Document Type

Dissertation

Degree

Doctor of Education (EdD)

Department

Educational Leadership

First Advisor's Name

Glenda Musoba

First Advisor's Title

Committee Chair

Second Advisor's Name

Delia Garcia

Third Advisor's Name

Benjamin Baez

Fourth Advisor's Name

Linda Spears-Bunton

Keywords

Retention, persistence, first-generation, low-income

Date of Defense

10-24-2011

Abstract

The purpose of this study was to examine the relationship between participation in a retention program designed to promote academic and social integration and the persistence rates of first generation, low-income college students at an urban, public multiethnic university. Archival data were collected from the university’s Office of Institutional Research and the retention program office and included SAT/ACT scores, GPA, gender, ethnicity, and program participation data. A total of 292 first-generation, low-income students who were admitted to the university in the summer of 1999 were identified for the study. A group of 166 students were selected for the comparison group because they had not participated in the retention program; 126 students had participated in the retention program.

Three major research questions guided this study: (a) Are there differences in persistence rates and other academic characteristics of underprepared, low-income, first generation college students who participate and do not participate in the retention program?; (b) Does involvement in the retention program predict student persistence of

first generation low-income, underprepared students?, and (c) Can predictors of GPA be identified for students in the retention program using program and descriptive variables?

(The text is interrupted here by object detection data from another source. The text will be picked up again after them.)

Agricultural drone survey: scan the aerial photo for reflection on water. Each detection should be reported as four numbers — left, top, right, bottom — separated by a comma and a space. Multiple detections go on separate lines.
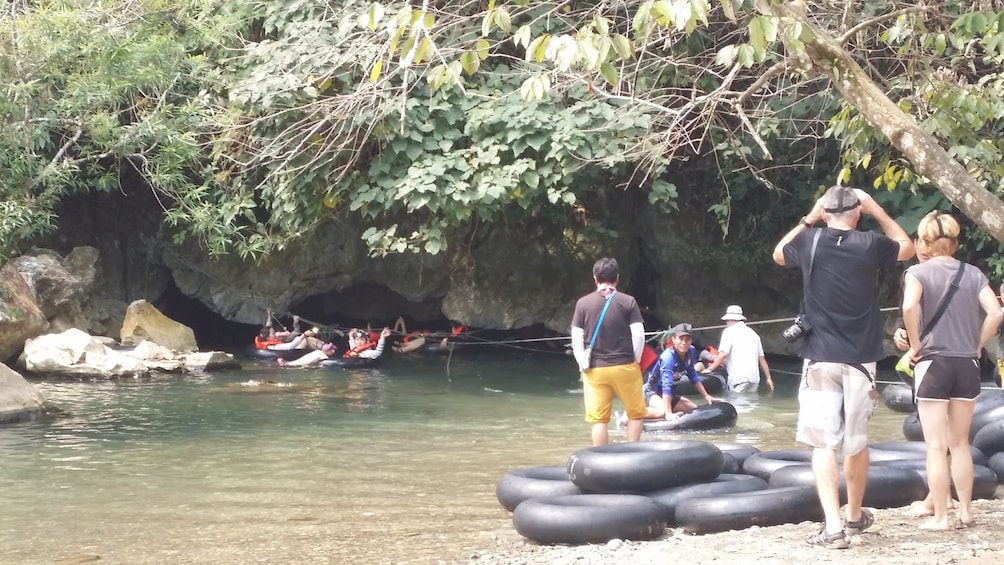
0, 356, 919, 563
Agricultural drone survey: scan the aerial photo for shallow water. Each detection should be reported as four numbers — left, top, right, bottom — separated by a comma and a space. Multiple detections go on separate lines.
0, 353, 919, 564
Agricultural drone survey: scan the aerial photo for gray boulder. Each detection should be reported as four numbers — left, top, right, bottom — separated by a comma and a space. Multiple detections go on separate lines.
119, 300, 199, 353
0, 263, 49, 360
19, 328, 150, 378
0, 363, 46, 423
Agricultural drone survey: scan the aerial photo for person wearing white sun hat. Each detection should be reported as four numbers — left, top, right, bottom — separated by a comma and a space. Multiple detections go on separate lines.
702, 304, 774, 392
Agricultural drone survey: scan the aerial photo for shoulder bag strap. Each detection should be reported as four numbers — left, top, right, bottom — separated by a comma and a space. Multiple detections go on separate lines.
798, 229, 822, 313
589, 290, 617, 349
921, 261, 966, 341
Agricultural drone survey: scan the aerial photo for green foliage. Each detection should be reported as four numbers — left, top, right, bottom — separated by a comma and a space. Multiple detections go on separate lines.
0, 0, 1004, 274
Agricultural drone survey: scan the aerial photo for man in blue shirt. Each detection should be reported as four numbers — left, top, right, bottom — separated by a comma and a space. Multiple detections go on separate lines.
642, 324, 720, 419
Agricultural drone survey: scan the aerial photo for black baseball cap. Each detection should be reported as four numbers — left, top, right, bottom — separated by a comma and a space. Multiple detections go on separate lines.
670, 323, 694, 335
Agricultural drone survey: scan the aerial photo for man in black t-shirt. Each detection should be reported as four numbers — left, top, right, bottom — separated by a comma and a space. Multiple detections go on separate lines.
571, 257, 648, 446
773, 187, 914, 549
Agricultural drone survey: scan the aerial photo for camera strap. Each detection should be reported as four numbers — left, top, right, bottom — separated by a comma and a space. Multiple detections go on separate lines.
798, 229, 822, 314
921, 261, 966, 342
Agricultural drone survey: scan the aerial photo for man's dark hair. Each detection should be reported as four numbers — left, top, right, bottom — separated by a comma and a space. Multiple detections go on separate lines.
592, 257, 620, 283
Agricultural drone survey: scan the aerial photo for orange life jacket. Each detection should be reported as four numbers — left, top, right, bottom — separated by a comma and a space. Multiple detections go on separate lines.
254, 335, 285, 349
342, 341, 377, 359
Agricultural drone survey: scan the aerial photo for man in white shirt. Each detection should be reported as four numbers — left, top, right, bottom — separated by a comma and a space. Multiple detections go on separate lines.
703, 304, 774, 392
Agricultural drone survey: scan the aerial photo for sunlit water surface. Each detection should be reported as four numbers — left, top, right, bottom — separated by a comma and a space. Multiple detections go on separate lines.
0, 353, 919, 564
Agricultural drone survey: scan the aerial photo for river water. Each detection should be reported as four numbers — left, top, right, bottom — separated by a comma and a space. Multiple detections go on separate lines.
0, 353, 919, 564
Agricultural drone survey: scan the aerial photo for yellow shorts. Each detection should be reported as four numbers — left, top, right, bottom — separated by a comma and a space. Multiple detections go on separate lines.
582, 363, 648, 423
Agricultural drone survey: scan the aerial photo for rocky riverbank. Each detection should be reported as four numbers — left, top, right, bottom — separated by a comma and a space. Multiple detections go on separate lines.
462, 499, 1004, 565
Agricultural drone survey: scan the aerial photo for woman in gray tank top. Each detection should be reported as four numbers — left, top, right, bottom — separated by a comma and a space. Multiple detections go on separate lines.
903, 212, 1001, 530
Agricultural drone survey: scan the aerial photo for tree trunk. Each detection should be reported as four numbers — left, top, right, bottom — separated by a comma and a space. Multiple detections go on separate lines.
771, 5, 1004, 243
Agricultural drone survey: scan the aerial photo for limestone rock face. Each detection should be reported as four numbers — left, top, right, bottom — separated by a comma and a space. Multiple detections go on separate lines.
119, 300, 199, 353
0, 363, 46, 423
182, 351, 241, 372
19, 328, 150, 378
0, 263, 49, 360
14, 247, 98, 331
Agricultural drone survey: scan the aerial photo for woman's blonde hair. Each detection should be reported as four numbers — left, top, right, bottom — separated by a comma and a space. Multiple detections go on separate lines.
917, 211, 962, 257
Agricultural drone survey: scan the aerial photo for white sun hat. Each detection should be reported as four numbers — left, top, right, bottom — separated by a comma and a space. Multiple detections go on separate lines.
722, 304, 746, 320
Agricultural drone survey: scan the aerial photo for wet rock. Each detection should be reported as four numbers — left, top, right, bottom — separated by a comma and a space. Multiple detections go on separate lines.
0, 263, 49, 360
0, 363, 46, 423
119, 300, 199, 353
18, 328, 150, 378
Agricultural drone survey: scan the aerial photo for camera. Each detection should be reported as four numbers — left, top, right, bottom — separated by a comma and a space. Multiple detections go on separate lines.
781, 314, 812, 343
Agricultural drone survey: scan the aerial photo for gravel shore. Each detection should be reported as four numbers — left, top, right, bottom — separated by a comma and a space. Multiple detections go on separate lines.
465, 497, 1004, 565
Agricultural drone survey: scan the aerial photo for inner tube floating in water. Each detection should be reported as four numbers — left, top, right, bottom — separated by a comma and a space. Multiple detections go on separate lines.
512, 495, 666, 544
567, 441, 724, 493
903, 412, 924, 442
244, 345, 312, 361
973, 419, 1004, 455
643, 402, 739, 432
969, 400, 1004, 443
645, 473, 767, 526
673, 372, 725, 396
713, 442, 760, 473
743, 450, 812, 483
768, 460, 928, 508
495, 466, 582, 512
677, 486, 822, 534
320, 357, 380, 368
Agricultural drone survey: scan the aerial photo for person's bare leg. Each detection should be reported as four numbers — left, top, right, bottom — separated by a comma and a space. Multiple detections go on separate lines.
812, 448, 843, 534
645, 394, 666, 419
628, 419, 645, 442
948, 400, 976, 526
843, 448, 868, 522
592, 420, 606, 447
917, 400, 952, 530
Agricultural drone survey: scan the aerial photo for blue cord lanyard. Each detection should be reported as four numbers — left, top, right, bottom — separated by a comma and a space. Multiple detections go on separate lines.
589, 290, 617, 349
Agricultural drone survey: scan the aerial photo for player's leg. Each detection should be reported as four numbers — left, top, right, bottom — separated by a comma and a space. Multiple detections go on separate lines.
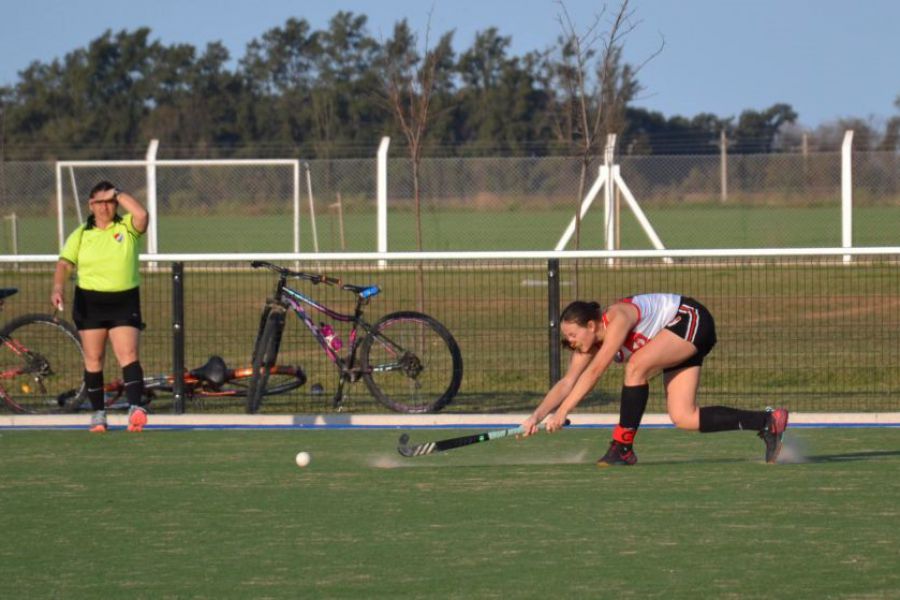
663, 365, 701, 431
664, 366, 788, 463
78, 328, 107, 433
109, 326, 147, 432
597, 330, 697, 466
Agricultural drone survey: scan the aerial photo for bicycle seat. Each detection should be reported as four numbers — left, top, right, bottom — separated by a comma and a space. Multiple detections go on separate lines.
191, 355, 228, 387
344, 283, 381, 298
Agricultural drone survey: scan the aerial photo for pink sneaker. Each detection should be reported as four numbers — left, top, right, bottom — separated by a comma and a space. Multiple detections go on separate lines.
128, 405, 147, 433
759, 408, 788, 464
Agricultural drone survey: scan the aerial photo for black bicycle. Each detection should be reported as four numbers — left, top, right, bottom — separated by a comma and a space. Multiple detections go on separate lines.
0, 288, 84, 413
58, 355, 306, 412
247, 261, 463, 413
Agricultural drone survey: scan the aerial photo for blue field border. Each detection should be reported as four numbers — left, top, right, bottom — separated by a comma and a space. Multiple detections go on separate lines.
0, 412, 900, 431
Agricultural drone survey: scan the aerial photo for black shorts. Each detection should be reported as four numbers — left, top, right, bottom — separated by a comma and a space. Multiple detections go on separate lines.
663, 296, 716, 373
72, 287, 144, 331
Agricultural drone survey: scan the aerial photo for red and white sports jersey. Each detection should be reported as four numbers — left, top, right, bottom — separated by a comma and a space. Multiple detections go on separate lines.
603, 294, 681, 362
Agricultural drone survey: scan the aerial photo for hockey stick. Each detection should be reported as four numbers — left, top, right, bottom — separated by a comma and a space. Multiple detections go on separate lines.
397, 419, 571, 456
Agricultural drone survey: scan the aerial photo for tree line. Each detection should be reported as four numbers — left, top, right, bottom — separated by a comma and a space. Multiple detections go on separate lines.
0, 11, 900, 160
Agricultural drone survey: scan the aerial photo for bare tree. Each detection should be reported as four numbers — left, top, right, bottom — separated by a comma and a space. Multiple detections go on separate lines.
384, 13, 452, 310
384, 13, 452, 251
555, 0, 665, 249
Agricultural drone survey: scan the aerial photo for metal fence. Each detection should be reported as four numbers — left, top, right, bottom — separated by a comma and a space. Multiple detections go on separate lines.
0, 152, 900, 254
0, 248, 900, 413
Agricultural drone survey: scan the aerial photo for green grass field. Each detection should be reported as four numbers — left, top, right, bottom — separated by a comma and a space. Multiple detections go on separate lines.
0, 203, 900, 254
0, 429, 900, 598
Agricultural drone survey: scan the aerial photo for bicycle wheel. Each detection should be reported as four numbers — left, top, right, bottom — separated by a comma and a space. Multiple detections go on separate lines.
360, 311, 462, 413
0, 315, 84, 413
247, 306, 285, 414
200, 365, 306, 398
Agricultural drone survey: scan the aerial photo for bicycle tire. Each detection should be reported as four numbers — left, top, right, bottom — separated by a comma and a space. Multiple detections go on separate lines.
0, 314, 84, 414
360, 311, 463, 413
247, 305, 285, 415
223, 365, 306, 398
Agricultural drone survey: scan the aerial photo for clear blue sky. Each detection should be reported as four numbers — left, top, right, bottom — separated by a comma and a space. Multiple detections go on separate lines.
0, 0, 900, 127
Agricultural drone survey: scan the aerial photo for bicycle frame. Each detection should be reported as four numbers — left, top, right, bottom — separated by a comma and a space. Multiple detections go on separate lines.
257, 265, 381, 408
275, 278, 378, 376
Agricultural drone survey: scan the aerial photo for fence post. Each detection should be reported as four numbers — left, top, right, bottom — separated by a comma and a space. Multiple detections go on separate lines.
841, 129, 853, 263
172, 262, 184, 415
547, 258, 561, 387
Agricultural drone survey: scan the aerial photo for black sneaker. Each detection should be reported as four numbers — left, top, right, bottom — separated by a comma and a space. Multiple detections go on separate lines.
759, 408, 788, 464
597, 440, 637, 467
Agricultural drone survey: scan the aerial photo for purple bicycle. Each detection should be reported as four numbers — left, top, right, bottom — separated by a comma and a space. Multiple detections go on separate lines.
247, 261, 463, 413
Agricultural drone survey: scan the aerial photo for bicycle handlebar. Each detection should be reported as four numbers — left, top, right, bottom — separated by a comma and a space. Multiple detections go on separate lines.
250, 260, 341, 285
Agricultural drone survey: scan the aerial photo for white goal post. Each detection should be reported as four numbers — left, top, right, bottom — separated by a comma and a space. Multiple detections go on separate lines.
56, 146, 318, 254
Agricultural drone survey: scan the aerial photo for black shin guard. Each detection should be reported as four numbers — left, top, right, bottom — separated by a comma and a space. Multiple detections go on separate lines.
122, 361, 144, 406
619, 383, 650, 429
613, 383, 650, 448
700, 406, 766, 433
84, 371, 106, 410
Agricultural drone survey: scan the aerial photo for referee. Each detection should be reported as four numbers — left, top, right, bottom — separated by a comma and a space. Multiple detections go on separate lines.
50, 181, 149, 433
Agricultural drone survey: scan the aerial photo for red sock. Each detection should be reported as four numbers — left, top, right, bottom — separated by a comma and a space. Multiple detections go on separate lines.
613, 425, 637, 446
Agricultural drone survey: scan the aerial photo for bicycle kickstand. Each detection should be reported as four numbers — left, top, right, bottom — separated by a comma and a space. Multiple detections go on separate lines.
331, 375, 347, 412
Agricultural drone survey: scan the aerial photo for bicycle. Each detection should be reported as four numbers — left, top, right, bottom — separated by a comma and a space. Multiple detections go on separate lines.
247, 261, 463, 414
60, 355, 306, 410
0, 288, 84, 413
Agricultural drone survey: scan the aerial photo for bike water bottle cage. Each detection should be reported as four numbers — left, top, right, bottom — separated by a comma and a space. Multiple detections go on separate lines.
344, 283, 381, 299
190, 355, 228, 387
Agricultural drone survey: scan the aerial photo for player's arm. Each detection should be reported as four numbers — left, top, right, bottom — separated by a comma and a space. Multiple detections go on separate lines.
522, 352, 594, 436
116, 190, 150, 233
547, 302, 639, 431
50, 258, 73, 310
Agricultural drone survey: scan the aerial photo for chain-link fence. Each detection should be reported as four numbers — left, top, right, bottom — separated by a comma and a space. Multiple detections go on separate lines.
0, 253, 900, 413
0, 152, 900, 254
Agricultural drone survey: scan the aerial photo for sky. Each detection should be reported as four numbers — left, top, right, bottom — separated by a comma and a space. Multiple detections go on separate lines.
0, 0, 900, 128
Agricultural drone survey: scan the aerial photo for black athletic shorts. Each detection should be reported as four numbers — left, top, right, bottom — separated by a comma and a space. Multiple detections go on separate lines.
72, 287, 144, 331
663, 296, 716, 373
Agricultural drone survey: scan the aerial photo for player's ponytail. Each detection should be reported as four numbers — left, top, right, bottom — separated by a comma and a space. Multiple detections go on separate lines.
559, 300, 603, 327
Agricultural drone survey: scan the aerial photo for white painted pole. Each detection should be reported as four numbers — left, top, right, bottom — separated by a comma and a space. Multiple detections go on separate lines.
146, 139, 159, 254
841, 129, 853, 262
303, 162, 319, 253
612, 165, 672, 264
291, 160, 300, 253
603, 133, 617, 265
554, 165, 607, 252
56, 162, 64, 252
378, 137, 391, 252
69, 167, 84, 223
376, 136, 391, 268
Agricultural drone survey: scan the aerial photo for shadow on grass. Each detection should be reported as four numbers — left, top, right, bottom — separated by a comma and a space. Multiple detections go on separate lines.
806, 450, 900, 463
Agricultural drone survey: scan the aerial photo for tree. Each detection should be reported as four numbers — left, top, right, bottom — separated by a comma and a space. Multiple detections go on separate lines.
384, 17, 453, 251
732, 104, 797, 154
556, 0, 662, 249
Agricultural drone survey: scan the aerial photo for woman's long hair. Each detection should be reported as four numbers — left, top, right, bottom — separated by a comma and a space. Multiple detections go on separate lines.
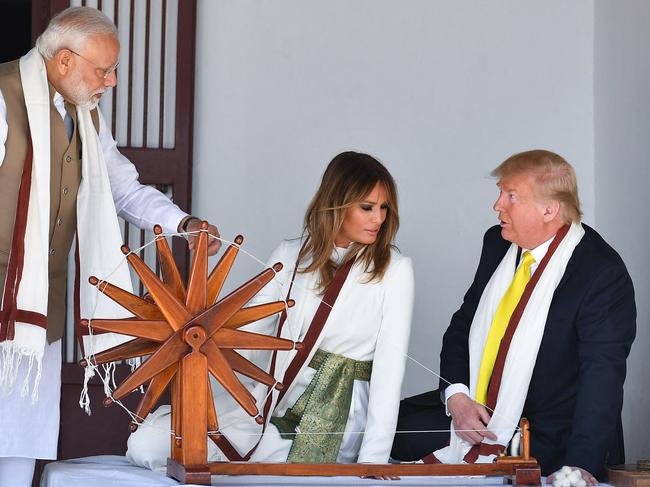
298, 151, 399, 291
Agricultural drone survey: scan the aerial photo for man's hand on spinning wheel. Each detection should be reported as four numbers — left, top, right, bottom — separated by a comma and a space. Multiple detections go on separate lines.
185, 218, 221, 255
447, 392, 497, 445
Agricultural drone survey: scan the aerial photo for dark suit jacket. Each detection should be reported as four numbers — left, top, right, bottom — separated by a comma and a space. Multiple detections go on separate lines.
440, 224, 636, 478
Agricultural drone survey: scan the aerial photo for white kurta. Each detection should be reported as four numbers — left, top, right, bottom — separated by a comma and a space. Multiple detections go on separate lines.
127, 240, 413, 468
0, 92, 186, 459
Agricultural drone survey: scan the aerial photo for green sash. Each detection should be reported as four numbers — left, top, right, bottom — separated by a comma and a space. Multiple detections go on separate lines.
271, 349, 372, 463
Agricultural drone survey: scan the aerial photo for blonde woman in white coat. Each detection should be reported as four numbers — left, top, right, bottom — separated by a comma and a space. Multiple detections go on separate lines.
127, 152, 413, 468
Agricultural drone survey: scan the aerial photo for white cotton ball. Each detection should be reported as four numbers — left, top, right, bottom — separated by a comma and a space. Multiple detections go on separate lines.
567, 470, 582, 486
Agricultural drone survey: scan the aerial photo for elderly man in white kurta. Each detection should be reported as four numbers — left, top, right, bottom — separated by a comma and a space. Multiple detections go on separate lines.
0, 7, 217, 486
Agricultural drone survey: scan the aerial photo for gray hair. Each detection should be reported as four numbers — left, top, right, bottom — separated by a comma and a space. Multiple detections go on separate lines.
36, 7, 117, 59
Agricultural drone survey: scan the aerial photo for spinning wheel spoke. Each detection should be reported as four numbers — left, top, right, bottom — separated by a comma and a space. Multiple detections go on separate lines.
122, 245, 192, 330
153, 225, 185, 301
79, 338, 160, 367
221, 349, 282, 390
113, 334, 189, 399
88, 276, 163, 320
201, 340, 259, 416
185, 222, 208, 314
207, 235, 244, 306
130, 364, 178, 432
89, 229, 302, 481
223, 299, 295, 328
212, 328, 302, 350
86, 318, 173, 342
208, 378, 219, 438
193, 263, 282, 337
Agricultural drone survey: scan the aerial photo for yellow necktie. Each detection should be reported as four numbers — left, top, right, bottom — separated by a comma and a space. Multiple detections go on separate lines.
476, 251, 535, 404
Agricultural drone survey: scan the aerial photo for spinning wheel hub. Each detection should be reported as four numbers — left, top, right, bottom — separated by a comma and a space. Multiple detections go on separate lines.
183, 325, 207, 351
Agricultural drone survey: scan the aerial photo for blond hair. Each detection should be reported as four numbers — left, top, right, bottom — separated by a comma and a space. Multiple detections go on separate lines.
490, 149, 582, 223
298, 151, 399, 291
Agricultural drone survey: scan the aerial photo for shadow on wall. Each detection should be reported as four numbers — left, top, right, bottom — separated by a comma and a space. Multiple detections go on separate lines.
0, 0, 32, 63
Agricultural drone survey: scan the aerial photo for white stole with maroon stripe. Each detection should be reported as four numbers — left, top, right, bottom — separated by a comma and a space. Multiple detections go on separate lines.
0, 49, 132, 401
433, 223, 585, 463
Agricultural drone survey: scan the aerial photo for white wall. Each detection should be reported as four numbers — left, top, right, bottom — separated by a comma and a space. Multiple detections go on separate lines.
193, 0, 594, 404
594, 0, 650, 461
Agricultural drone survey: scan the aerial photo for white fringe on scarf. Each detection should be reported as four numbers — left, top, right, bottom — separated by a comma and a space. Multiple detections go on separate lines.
434, 223, 585, 463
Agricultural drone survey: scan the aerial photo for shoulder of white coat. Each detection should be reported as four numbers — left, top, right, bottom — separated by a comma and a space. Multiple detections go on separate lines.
268, 238, 302, 269
386, 249, 413, 274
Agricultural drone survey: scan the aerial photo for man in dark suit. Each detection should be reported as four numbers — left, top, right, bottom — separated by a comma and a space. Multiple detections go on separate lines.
392, 150, 636, 485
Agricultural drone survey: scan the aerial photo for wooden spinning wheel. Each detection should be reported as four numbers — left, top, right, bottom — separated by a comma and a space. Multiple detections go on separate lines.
81, 222, 540, 485
81, 222, 301, 480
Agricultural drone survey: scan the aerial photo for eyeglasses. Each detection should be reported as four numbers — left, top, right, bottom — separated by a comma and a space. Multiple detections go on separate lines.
66, 48, 120, 80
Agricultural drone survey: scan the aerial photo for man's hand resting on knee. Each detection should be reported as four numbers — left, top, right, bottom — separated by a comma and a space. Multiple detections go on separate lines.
447, 392, 497, 445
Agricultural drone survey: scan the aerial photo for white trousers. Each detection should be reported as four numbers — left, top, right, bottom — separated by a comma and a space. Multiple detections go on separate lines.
0, 457, 36, 487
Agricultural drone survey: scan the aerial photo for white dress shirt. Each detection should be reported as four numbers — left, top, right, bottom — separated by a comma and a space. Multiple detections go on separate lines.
0, 91, 187, 233
443, 235, 555, 410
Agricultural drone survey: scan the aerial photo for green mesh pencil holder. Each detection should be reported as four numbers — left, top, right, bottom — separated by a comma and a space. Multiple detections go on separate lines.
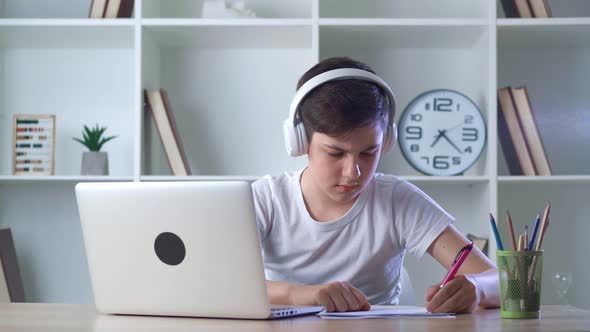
497, 250, 543, 318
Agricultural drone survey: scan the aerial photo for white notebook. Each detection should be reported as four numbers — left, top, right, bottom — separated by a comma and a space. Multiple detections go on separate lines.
318, 305, 455, 319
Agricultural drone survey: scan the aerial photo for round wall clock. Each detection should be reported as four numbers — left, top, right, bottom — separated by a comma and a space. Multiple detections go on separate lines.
398, 89, 486, 175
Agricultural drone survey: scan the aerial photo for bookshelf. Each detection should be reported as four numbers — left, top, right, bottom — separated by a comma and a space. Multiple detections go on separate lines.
0, 0, 590, 308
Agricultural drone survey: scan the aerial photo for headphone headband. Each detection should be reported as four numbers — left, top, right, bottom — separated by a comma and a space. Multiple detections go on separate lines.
287, 68, 395, 126
283, 68, 397, 157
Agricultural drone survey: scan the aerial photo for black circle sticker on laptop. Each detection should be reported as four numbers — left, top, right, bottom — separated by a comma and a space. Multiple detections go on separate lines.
154, 232, 186, 265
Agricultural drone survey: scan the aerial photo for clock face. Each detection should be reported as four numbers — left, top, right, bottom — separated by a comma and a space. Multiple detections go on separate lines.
398, 90, 486, 175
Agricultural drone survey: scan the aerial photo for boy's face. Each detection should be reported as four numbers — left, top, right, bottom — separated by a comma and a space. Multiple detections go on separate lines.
308, 125, 383, 203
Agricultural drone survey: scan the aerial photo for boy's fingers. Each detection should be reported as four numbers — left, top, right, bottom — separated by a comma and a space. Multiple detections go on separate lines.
359, 302, 371, 311
426, 284, 440, 302
342, 285, 361, 310
319, 292, 336, 312
350, 287, 369, 305
428, 282, 461, 312
330, 291, 348, 312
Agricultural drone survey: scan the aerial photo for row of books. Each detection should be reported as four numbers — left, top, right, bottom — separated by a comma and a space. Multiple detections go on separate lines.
88, 0, 134, 18
498, 86, 551, 176
501, 0, 551, 18
144, 89, 191, 176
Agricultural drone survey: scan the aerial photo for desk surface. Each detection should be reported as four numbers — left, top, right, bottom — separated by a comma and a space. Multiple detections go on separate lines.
0, 303, 590, 332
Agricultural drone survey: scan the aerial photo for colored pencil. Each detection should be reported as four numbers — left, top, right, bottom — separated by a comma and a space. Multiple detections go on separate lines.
529, 214, 541, 250
506, 210, 517, 250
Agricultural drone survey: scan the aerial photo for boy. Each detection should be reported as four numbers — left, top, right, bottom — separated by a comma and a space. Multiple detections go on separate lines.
252, 58, 499, 313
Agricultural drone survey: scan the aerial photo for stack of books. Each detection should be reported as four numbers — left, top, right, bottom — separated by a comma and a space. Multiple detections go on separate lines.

A series of logistic regression analyses were conducted to assess the relationship between various retention services and the persistence and graduation rates of participants. The results showed that there were statistically significant relationships between participation and non-participation in the retention program and having higher GPAs and higher graduation and persistence rates. Of the four program features, participation in tutoring, workshops, and social events were found to be predictors of graduation. College GPA was also found to be a predictor of graduation for all students. The results also showed that women were more likely to graduate than men.